U.S. bankruptcy judge Sean Lane denied American's summary judgement request from 2012 to alter all of its retiree medical and life insurance plans. The Fort Worth-based carrier wanted to shift all of the premium costs of its retiree medical and life insurance plans to the retirees.
"For reasons set forth below, with limited exceptions, the Court denies the Motion because the relevant documents contain language reasonably susceptible to interpretation as a promise to vest benefits and lack language categorically reserving the Plaintiffs' right to terminate their contributions to the retiree benefits."
However, the company is allowed to change retiree benefits for the majority of current retirees who were non-union or management workers while at American, the judge wrote in his 49-page ruling which granted American's request for that set of retirees.
Lane denied American's request for summary judgement for TWA retirees because it was unclear what was American's responsibility to retiree when it purchased TWA.
"American will review his ruling and consider next steps related to the retiree health and life insurance benefits," the company said in a statement, thanking Lane for his analysis. "We always remain open to productive discussions to finally resolve this matter."

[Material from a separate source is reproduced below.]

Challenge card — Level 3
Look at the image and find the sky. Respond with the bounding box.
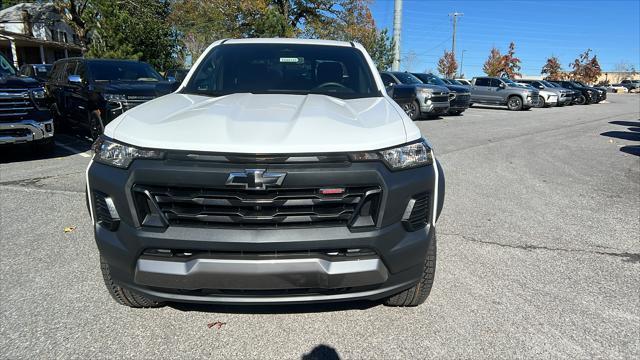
[370,0,640,78]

Typically when a request for summary judgement is denied, the issue moves forward with hearings and a possible trial to decide the issue. However, in his filing, Lane presented legal arguments that suggested that unions' collective bargaining agreements would take precedent over any retiree benefits plans.
"On this motion for summary judgement, the Court declines to allow the language in the unilaterally-drafted Omnibus Plan Documents to override the bargained-for language in the CBA," Lane wrote in the ruling.

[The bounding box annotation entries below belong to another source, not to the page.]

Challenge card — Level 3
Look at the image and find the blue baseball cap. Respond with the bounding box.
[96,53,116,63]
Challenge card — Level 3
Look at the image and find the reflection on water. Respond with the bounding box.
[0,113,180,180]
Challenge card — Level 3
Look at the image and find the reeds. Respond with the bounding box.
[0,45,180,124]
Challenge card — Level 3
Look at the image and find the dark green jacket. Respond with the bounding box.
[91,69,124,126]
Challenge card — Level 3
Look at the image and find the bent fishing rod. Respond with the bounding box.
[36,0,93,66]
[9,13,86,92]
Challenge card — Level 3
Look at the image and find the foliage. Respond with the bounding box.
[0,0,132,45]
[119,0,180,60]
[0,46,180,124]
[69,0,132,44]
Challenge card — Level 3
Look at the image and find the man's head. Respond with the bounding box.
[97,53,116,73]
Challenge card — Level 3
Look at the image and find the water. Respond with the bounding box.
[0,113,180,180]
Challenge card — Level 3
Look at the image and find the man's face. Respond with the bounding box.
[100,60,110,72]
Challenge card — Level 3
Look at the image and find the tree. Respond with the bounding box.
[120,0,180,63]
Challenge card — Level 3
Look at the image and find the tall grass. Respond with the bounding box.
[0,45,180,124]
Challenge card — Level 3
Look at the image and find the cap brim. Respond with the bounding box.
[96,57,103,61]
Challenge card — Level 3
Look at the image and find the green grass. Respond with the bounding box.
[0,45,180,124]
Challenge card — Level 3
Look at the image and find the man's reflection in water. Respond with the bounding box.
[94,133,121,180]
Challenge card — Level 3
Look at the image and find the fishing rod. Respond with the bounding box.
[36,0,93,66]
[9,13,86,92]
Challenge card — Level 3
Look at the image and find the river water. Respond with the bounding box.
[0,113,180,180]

In July 2012, American asked the bankruptcy court to allow it to modify its retiree health insurance plan to reduce its costs while restructuring.

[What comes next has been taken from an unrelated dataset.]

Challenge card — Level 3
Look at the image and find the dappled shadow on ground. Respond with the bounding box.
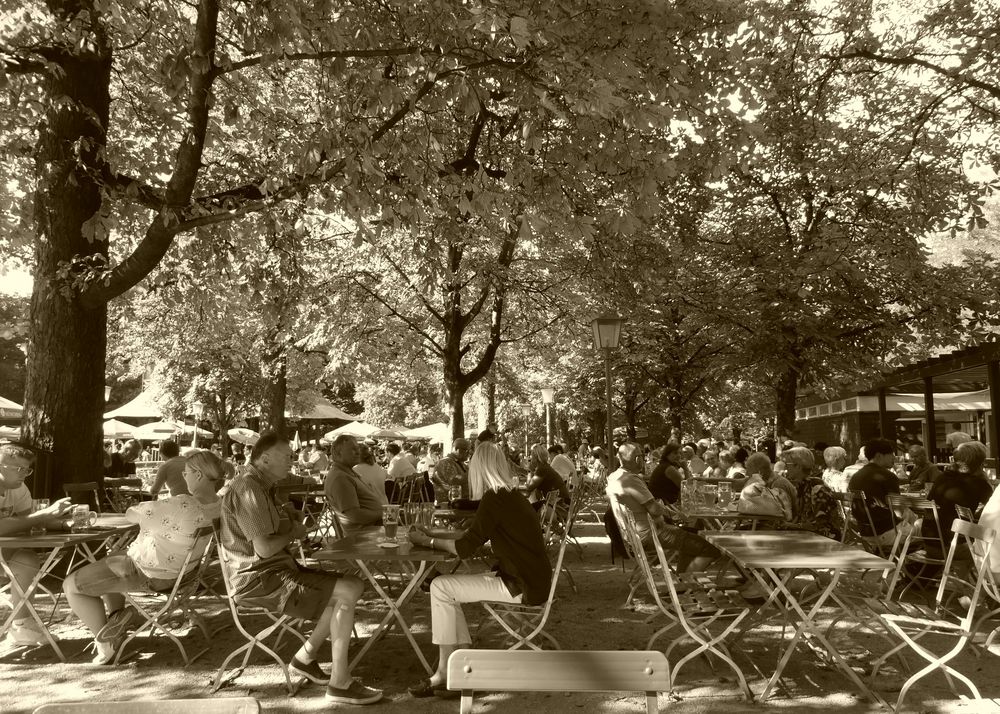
[0,524,1000,714]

Lane held a hearing in January 2013 to discuss the proposed modifications in which the plan would continue but retirees would be responsible for 100 percent of the premiums. But he never issued a ruling until Friday.
In previous court filings, American said its liability for retiree benefits in 2010 was $1.2 billion for its employees and $111 million for former TWA workers.
American has more than 46,000 retirees, but only 30,000 receive medical and life insurance through the company. Any changes made to the plan would affect those who retired before November 2012. Workers who retired after that date already pay the full cost of retiree medical plans if they are under 65.